Technology Perspective
Ironing out the bumps in the road
Research at KACST has helped develop a digital platform to guide transport planners and commuters on how to keep a city moving.
10 December 2017
A pioneering web-based system for studying and monitoring the road, bus and metro network of a large city is set to go online this year. It is initially based on Riyadh, which is creating the world’s largest public urban transportation project planned as an entire system. This transformation will deliver a new metro system and integrated bus network1, and is a prime example of how a city must cope with a rapidly growing population and urban sprawl. “Our interactive platform for transportation offers a much improved understanding of traffic and social dynamics for urban planners and designers working on such developments,” says KACST’s Anas Alfaris.
The website will be the most visible output of the Integrated Transportation System (ITS) project2, delivered by the Center for Complex Engineering Systems3, a joint venture between KACST and the Massachusetts Institute of Technology (MIT) in the United States. Alfaris is the director of the Center and a principal investigator on the project, which ran from 2015 to 2017 with the aim of investigating how the transportation networks are used in Saudi Arabia’s capital city.
The KACST and MIT teams generated detailed information on people’s journey patterns through data collection. They gathered conventional data on who was using the roads, bus services and metro system, and at what times of day. They also gathered data on traffic congestion and road accidents.
Deeper analyses came from examining patterns and locations of individual activities, including cell phone and social media use, and taxi hire requests. The data collection process offers an example of how location information from social network activities, such as Twitter and Foursquare check-ins, can be a useful information resource for researchers probing the interactions between society and the infrastructure we depend on.
The researchers then incorporated the data, using sophisticated software algorithms, into easily accessible visual maps that display what happens in different parts of the city at various times.
A ‘congestion heat map’, for example, has a slider that can change the time of day while the colours on the street map show hot spots of congestion as they build up and disperse. A map showing where taxi trips end reveals areas that would benefit from reducing congestion through trip sharing. Moving the computer cursor over a map on migrant population movements shows the numbers of people flowing through specific neighbourhoods at various points in time. Yet another map tracks the movements of faculty and students registered at a women’s-only university in Riyadh.

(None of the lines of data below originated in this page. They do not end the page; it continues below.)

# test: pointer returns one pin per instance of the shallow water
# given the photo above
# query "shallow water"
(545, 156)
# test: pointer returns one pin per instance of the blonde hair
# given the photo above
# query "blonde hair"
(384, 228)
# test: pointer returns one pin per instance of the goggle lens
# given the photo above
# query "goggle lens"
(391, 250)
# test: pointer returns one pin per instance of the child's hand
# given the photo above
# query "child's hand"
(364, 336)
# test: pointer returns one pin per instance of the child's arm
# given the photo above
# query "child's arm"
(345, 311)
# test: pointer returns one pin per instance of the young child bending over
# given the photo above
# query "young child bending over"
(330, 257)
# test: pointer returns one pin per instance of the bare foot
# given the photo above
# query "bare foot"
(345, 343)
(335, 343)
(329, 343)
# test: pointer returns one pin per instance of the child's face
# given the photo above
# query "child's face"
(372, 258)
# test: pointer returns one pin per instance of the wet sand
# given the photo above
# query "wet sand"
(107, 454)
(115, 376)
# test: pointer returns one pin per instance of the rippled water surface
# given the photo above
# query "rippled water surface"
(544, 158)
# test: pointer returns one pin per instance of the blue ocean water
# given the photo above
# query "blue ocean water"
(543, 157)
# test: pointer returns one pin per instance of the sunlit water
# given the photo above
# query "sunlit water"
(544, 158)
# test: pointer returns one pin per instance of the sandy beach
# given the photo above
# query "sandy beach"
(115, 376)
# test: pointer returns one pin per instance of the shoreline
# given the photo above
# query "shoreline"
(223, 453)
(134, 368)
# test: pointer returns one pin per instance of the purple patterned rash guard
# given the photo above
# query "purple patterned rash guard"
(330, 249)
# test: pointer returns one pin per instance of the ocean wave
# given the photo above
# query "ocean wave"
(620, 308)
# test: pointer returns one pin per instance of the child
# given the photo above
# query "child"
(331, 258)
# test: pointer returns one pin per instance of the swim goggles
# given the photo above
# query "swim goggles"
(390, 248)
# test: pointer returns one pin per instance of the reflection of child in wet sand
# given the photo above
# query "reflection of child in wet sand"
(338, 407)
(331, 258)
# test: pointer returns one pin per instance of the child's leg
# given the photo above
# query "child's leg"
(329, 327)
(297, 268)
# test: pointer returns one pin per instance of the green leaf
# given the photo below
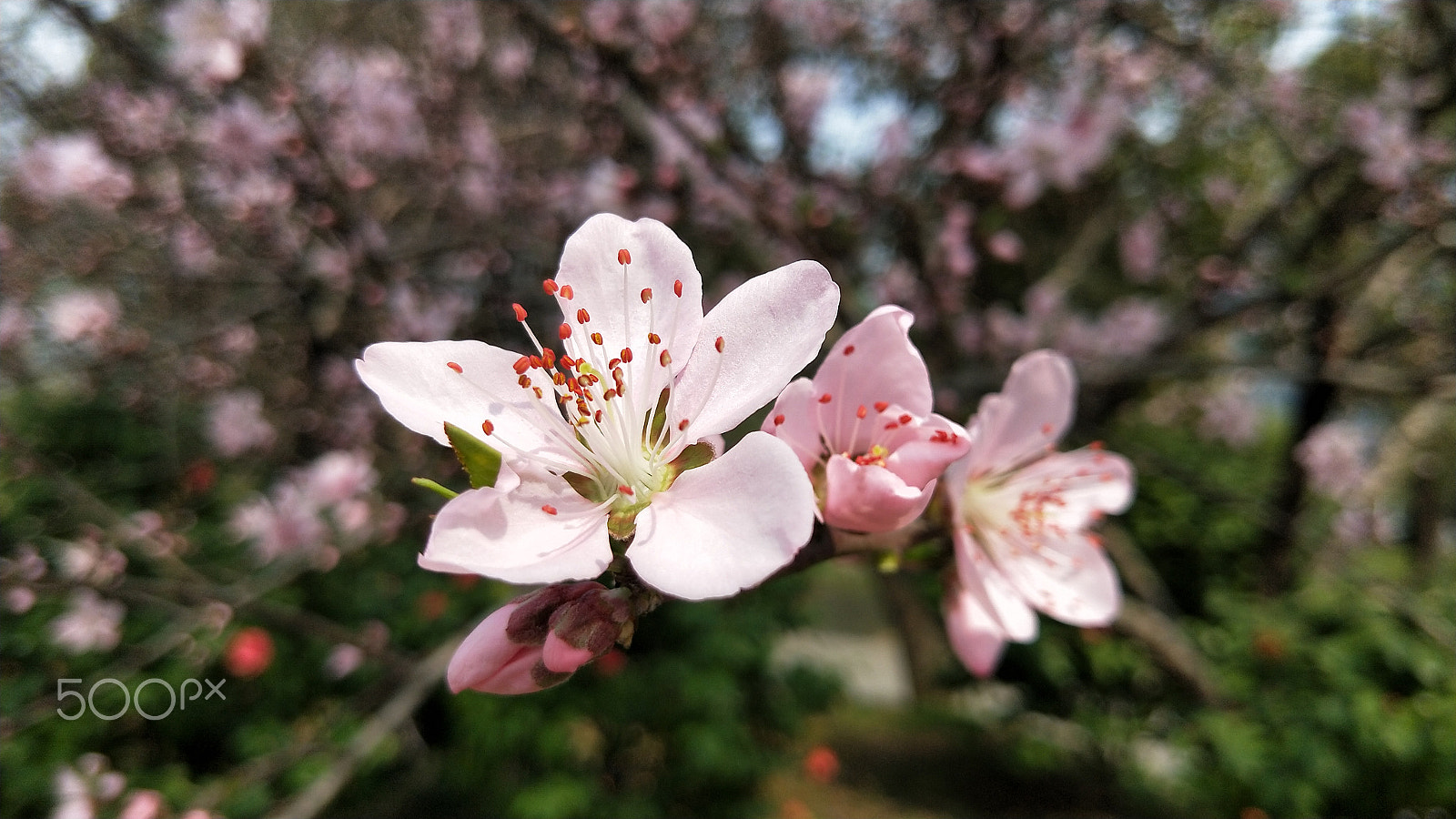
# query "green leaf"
(480, 460)
(434, 487)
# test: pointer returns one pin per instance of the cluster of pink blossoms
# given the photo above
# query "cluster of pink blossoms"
(609, 462)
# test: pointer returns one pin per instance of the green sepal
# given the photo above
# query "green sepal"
(480, 460)
(434, 487)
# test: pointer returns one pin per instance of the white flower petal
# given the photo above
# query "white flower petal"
(728, 525)
(772, 327)
(541, 532)
(419, 387)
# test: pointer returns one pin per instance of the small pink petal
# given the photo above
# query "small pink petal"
(870, 497)
(794, 421)
(772, 327)
(728, 525)
(975, 634)
(1030, 414)
(560, 656)
(880, 366)
(541, 532)
(488, 661)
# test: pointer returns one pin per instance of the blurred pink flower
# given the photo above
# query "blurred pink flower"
(864, 429)
(235, 423)
(632, 303)
(211, 36)
(89, 624)
(1021, 511)
(539, 639)
(73, 165)
(1336, 457)
(82, 315)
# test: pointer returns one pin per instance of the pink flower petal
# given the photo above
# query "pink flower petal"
(798, 428)
(562, 658)
(611, 293)
(924, 450)
(982, 581)
(488, 661)
(421, 389)
(1087, 484)
(536, 533)
(1028, 416)
(873, 361)
(728, 525)
(976, 636)
(1069, 577)
(870, 499)
(772, 327)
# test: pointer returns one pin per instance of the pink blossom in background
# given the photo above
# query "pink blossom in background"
(632, 331)
(1140, 247)
(864, 430)
(956, 241)
(453, 34)
(1021, 511)
(140, 124)
(1336, 458)
(237, 424)
(89, 624)
(1230, 414)
(211, 36)
(1006, 245)
(73, 165)
(82, 315)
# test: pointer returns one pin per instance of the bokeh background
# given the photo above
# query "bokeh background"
(1238, 219)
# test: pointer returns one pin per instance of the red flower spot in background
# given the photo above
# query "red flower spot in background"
(248, 653)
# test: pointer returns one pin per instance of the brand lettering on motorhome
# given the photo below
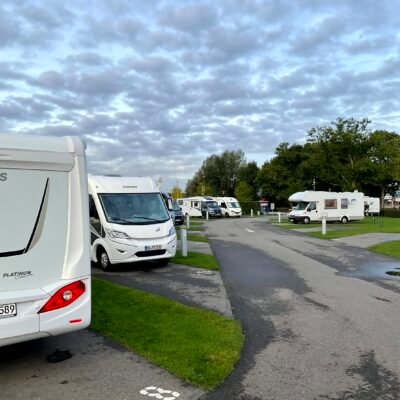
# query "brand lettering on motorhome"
(17, 274)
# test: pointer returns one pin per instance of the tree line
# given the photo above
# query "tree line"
(343, 156)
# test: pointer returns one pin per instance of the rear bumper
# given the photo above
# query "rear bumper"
(28, 324)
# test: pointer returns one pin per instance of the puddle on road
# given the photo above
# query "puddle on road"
(375, 270)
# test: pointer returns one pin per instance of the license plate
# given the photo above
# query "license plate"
(154, 247)
(8, 310)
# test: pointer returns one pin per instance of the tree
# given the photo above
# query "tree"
(244, 192)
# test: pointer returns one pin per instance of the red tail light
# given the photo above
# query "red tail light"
(64, 296)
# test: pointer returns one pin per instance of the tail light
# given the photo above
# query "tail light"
(64, 296)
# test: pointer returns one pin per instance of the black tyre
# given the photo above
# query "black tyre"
(163, 261)
(103, 260)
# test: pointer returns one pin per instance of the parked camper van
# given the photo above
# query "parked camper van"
(199, 206)
(44, 238)
(312, 206)
(371, 205)
(230, 207)
(129, 221)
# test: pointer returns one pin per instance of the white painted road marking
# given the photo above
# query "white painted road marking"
(157, 393)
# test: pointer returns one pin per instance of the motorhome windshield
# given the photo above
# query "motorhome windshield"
(134, 208)
(301, 205)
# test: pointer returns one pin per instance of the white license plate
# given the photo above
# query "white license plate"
(8, 310)
(154, 247)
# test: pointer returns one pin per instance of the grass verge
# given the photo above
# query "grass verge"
(200, 347)
(391, 249)
(367, 225)
(198, 260)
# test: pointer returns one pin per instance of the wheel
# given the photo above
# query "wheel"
(162, 262)
(103, 259)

In this way, the algorithms mine the data and look at how the movement of people around the city is related to such factors as gender, cultural background, employment and education.
Initially, the project was designed as a “decision support system for city planners at the operational and strategic levels,” says the co-investigators. “But we found that much of the information could be used to increase public engagement.” They envisage that people might eventually use a mobile app to look around the city and zoom in on neighbourhoods of interest. “This will allow them to understand the city better and to give feedback to policymakers about problematic transportation issues.”

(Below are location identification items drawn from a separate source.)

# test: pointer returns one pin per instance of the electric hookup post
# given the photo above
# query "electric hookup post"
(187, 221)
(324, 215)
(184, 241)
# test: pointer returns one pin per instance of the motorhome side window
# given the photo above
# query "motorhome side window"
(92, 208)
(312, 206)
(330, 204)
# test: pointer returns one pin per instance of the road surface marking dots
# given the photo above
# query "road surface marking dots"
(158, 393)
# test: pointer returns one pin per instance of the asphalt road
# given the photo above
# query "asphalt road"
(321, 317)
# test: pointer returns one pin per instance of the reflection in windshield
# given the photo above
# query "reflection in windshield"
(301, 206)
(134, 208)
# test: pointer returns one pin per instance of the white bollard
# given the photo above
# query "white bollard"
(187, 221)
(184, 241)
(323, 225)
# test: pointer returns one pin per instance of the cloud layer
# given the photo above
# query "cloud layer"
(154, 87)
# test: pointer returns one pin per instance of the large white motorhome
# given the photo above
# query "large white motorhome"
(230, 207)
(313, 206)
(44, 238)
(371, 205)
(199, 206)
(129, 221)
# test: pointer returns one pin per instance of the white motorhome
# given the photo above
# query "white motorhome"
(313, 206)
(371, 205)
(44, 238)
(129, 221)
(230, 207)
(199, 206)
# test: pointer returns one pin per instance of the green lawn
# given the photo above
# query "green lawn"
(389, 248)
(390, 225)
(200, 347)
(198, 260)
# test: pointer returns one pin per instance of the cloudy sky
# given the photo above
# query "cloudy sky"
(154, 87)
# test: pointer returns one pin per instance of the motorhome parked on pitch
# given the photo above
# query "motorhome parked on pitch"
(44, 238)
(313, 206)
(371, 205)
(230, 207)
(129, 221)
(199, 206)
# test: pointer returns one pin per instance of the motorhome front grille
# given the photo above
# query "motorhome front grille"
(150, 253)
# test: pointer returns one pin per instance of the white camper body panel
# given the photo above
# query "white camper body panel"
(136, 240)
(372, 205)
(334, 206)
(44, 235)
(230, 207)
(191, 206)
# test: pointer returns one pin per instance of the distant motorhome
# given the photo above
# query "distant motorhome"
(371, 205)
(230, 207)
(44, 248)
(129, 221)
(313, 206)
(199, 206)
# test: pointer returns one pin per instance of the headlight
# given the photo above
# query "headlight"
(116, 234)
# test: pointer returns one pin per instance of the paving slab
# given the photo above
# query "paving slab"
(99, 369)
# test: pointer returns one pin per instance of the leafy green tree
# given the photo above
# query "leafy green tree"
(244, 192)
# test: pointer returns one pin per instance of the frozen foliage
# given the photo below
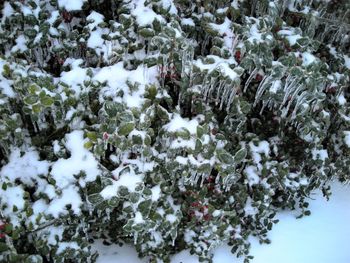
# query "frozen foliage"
(301, 241)
(170, 125)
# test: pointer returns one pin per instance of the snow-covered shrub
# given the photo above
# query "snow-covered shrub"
(168, 124)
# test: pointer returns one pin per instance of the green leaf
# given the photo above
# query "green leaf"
(224, 156)
(146, 32)
(31, 99)
(36, 109)
(126, 128)
(47, 101)
(88, 144)
(3, 247)
(240, 155)
(144, 207)
(95, 198)
(92, 136)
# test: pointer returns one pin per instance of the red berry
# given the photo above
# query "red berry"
(214, 131)
(258, 77)
(105, 136)
(195, 204)
(207, 217)
(67, 17)
(238, 56)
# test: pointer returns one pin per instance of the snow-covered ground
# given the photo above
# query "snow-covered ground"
(323, 237)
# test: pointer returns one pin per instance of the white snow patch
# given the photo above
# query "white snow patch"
(308, 58)
(26, 167)
(71, 5)
(319, 154)
(128, 179)
(347, 138)
(178, 123)
(252, 175)
(81, 160)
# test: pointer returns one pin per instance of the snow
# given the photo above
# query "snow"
(319, 154)
(75, 77)
(156, 192)
(20, 44)
(347, 61)
(138, 218)
(95, 40)
(94, 19)
(187, 22)
(319, 238)
(308, 58)
(177, 123)
(128, 179)
(220, 64)
(144, 15)
(81, 160)
(252, 175)
(276, 85)
(26, 167)
(262, 147)
(71, 5)
(347, 138)
(341, 99)
(69, 196)
(5, 84)
(66, 245)
(291, 36)
(116, 77)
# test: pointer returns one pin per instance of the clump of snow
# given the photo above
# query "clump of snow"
(71, 5)
(177, 123)
(138, 219)
(116, 78)
(220, 64)
(5, 84)
(347, 61)
(341, 99)
(81, 160)
(262, 147)
(308, 58)
(252, 175)
(75, 77)
(319, 154)
(249, 209)
(69, 196)
(156, 192)
(13, 196)
(25, 168)
(144, 15)
(276, 85)
(67, 245)
(128, 179)
(21, 45)
(290, 35)
(347, 138)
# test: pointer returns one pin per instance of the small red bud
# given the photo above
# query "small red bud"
(105, 136)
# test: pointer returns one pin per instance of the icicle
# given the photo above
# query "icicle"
(218, 92)
(250, 79)
(202, 180)
(288, 88)
(291, 100)
(230, 100)
(265, 103)
(261, 88)
(135, 238)
(223, 97)
(301, 99)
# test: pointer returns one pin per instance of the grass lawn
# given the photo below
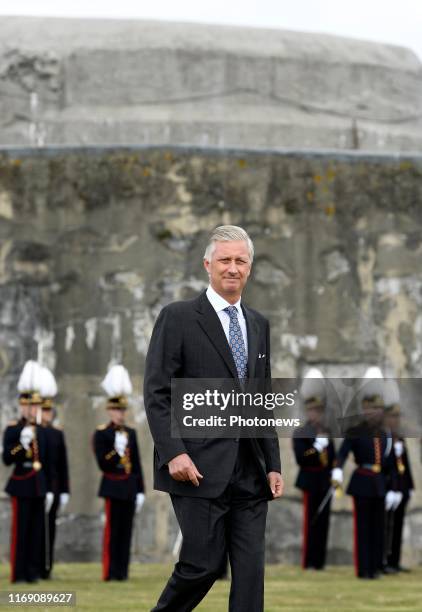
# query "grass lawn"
(287, 588)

Having begun as a deeply technical project aimed mostly at professionals, it has now broadened into something that the KACST and MIT teams hope might facilitate better communication on transport policy between citizens, politicians and transportation professionals.
The predictive aspect of the project allows users to observe the likely effects of the new transportation systems that will come into use in 2018. It can anticipate the flow of traffic and people, identify the riskiest areas for traffic incidents and give users a detailed picture of how the transportation system will operate.

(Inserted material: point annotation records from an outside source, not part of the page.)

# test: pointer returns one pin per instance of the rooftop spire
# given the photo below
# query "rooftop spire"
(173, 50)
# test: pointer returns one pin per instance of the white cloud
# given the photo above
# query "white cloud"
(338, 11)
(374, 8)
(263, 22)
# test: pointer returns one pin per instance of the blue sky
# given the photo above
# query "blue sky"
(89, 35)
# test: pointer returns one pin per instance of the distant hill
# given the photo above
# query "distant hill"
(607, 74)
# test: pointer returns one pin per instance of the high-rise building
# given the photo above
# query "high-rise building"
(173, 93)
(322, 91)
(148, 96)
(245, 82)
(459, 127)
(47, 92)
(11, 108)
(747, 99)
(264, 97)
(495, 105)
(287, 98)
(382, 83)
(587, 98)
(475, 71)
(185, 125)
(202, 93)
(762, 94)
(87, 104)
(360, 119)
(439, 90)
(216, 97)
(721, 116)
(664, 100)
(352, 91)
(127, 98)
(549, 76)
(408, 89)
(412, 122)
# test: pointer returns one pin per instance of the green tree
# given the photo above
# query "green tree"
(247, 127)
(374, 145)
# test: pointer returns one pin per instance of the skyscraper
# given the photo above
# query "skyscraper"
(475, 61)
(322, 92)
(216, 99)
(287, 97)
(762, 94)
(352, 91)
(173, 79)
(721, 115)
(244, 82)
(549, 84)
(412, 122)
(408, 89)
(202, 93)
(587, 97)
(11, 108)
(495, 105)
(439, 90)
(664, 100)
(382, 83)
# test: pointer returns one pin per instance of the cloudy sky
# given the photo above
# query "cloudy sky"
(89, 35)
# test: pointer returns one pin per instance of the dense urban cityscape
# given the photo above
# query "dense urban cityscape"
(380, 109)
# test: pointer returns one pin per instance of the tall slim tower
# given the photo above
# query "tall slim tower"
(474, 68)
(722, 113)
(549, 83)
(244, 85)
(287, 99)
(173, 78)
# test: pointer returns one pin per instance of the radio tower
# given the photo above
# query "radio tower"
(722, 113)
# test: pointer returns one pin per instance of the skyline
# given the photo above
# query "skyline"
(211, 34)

There are also many possibilities for use in education. The project has already been used as the basis of a course for university students at MIT in the US. Entitled Big Data Visualization & Society: Riyadh, this course taught students to work with complex ‘big data’ to answer or identify urban issues4. The students focused on the public policy and social implications of the creation of the new metro system in Riyadh. They were guided to reflect on the implications for the social dynamics of the city. In addition to considering the overall design of a big city’s transportation network, this led participants to consider wider issues such as the interactions of gender, race and social inequality with transportation.
The data collection and analysis might not end with the launch of the platform. Although the current modelling is based on historical data, it may become possible to continue to collect and analyse data as the transportation systems it models come into use. Such possibilities, however, have yet to be assessed by the funders and stakeholders.
The challenges and problems of transportation in Riyadh are a microcosm of those faced by Saudi Arabia as a whole, with a fast-expanding population of 28 million that is expected to double by 2032. The next step for the researchers is to move on to other large metropolitan areas in Saudi Arabia. Broader ambitions are to add rail and sea transportation networks covering all regions in the kingdom, not just the cities.
The joint KACST and MIT team believes the ITS project is developing expertise and insights that could be applicable worldwide. The models and visualizations being developed may eventually be seen as an early step in learning to understand how people move, and how they can be helped to get around cities everywhere.